3. Then find the non cyclic groups.

But i do not know how to find the non cyclic groups. For example, let us consider the dihedral group $D_4$, then the subgroups are of the orders $1,2,4$ or $8$. I find all cyclic groups. Then, I saw that there are non-cyclic groups of order $4$. How can I find them? I appreciate any help. Thanks.

In general, finding the subgroups (of a biggish group) won't be easy.

In the case of $D_4$, the only non-cyclic groups besides $D_4$ itself can only be of order $4$. So you are looking at subgroups of $G$ that consist of the identity, and three involutions (elements of order $2$) $a, b, c = ab$.

Now try out the various possibilities, avoiding repetitions.

• Thanks, that is what i had been wondering. So, let us say D4={e,p1,p2,p3,s1,s2,u1,u2} and {e,u1},{e,u2},{e,p2},{e,s1},{e,s2},{e,p1,p2,p3} are cyclic subgroups.

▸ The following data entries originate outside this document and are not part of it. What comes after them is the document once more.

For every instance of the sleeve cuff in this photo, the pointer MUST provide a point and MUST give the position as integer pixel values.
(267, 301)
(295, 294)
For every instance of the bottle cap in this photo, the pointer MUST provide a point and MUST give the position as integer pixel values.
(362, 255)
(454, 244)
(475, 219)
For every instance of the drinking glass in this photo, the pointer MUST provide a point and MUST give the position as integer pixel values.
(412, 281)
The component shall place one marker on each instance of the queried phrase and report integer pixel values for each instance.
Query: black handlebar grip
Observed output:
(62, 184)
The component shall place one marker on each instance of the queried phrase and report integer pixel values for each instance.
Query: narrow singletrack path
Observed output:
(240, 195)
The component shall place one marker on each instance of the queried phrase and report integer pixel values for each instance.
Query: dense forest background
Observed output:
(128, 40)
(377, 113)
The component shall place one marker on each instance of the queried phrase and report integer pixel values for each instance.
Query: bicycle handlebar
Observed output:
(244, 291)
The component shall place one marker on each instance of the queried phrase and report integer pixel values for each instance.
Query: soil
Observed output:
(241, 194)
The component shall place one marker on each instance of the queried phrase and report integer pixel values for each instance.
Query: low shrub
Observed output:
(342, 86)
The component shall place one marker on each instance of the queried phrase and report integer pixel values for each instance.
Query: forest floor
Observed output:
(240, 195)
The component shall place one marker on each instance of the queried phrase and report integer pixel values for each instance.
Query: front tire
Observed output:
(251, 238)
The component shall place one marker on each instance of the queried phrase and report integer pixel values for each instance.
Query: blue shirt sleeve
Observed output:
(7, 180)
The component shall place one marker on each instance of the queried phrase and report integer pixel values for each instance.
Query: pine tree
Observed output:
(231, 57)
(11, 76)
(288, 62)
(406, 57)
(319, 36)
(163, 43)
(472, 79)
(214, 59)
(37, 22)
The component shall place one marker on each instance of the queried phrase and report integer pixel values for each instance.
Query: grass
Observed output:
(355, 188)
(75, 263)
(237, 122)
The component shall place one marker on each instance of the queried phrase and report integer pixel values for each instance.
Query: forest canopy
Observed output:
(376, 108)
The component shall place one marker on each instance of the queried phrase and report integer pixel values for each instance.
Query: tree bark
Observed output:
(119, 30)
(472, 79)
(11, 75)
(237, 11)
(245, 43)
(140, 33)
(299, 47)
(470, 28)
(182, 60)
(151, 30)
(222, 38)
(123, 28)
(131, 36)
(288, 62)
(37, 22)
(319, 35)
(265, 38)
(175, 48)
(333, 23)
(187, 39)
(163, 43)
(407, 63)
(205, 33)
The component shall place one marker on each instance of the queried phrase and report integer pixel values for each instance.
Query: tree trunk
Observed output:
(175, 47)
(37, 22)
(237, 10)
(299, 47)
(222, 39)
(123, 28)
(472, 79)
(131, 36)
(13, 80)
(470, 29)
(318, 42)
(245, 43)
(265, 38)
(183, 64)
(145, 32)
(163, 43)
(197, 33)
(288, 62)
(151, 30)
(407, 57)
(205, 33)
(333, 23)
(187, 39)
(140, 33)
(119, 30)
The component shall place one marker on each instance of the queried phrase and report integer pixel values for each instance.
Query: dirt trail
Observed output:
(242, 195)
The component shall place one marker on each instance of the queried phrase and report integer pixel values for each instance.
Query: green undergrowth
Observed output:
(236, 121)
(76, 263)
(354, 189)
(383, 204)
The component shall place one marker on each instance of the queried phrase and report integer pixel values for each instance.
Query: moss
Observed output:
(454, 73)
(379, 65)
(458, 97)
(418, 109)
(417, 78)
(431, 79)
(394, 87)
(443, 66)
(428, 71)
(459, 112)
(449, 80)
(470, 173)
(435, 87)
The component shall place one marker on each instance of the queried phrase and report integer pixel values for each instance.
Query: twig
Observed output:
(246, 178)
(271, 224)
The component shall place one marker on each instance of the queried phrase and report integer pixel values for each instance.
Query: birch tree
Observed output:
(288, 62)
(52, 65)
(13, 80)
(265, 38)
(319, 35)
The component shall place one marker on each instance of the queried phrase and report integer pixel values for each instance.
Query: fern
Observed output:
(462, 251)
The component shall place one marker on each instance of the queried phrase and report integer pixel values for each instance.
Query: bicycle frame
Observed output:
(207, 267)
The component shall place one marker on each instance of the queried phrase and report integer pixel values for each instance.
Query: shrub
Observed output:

Since there are 5 subgroups of order 2, i have to try all 3 combinations, which is 5 choose 3 =10 possibilities, right? Mar 16, 2013 at 16:17
• @bigO you can save some work by noting that if you multiply together two reflections (which are $s_1,s_2,u_1,u_2$ in your notation, and have all order $2$) you will get a rotation. Now there is only one rotation of order $2$ (which should be $p_2$ in your notation), so you don't have to try all possibilities! Mar 16, 2013 at 16:22
• Thanks, but how do we know that if we multiply two reflections we will get a rotation? Mar 16, 2013 at 18:17
• @bigO, the rotations form a subgroup $N$ of index $2$ of $G = D_4$, and the reflections are the other coset, that is, if $r$ is any reflection, then $r N$ is the set of reflections. Now if $r, s$ are two reflections, then since $G/N$ has order $2$, we have $N = rN \cdot sN = rs N$, so the product $rs$ is in $N$. Informally, think of the square with the up side painted white, and the down side painted black. A rotation will leave the white side up, while a reflection will exchange the two sides. If you compose two reflections, you end up with the white side up, so you have done a rotation. Mar 16, 2013 at 22:10

One thing you can try is find the groups of each order. A group of order $2$ must be isomorphic to $\mathbb{Z}_2$, which contains identity and another element of order $2$. How many elements of order $2$ are there?

For groups of order $4$, they are isomorphic to either $\mathbb{Z}_4$ or $\mathbb{Z}_2\times\mathbb{Z}_2$. In $\mathbb{Z}_4$, it contains an element of order $4$, so what is it? The other case is similar.

You can also find them using Group Explorer.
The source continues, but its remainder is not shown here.